Attention-based neural networks for clinical prediction modelling on electronic health records
- PMID: 38062352
- PMCID: PMC10701944
- DOI: 10.1186/s12874-023-02112-2
Attention-based neural networks for clinical prediction modelling on electronic health records
Abstract
Background: Deep learning models have had a lot of success in various fields. However, on structured data they have struggled. Here we apply four state-of-the-art supervised deep learning models using the attention mechanism and compare against logistic regression and XGBoost using discrimination, calibration and clinical utility.
Methods: We develop the models using a general practitioners database. We implement a recurrent neural network, a transformer with and without reverse distillation and a graph neural network. We measure discrimination using the area under the receiver operating characteristic curve (AUC) and the area under the precision recall curve (AUPRC). We assess smooth calibration using restricted cubic splines and clinical utility with decision curve analysis.

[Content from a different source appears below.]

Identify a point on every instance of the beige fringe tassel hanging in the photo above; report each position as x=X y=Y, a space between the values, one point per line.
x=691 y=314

Results: Our results show that deep learning approaches can improve discrimination up to 2.5% points AUC and 7.4% points AUPRC. However, on average the baselines are competitive. Most models are similarly calibrated as the baselines except for the graph neural network. The transformer using reverse distillation shows the best performance in clinical utility on two out of three prediction problems over most of the prediction thresholds.
Conclusion: In this study, we evaluated various approaches in supervised learning using neural networks and attention. Here we do a rigorous comparison, not only looking at discrimination but also calibration and clinical utility. There is value in using deep learning models on electronic health record data since it can improve discrimination and clinical utility while providing good calibration. However, good baseline methods are still competitive.
Keywords: Clinical prediction models; Deep learning; Electronic health records.
© 2023. The Author(s).
Conflict of interest statement
DS was a consultant for and has equity in CureAI and ASAPP and has received compensation from speaking at Genentech. DS has a grant from Takeda. EF and PR work for a research group who received unconditional research grants from Boehringer-Ingelheim, GSK, Janssen Research & Development, Novartis, Pfizer, Yamanouchi, Servier. None of these grants result in a conflict of interest to the content of this paper.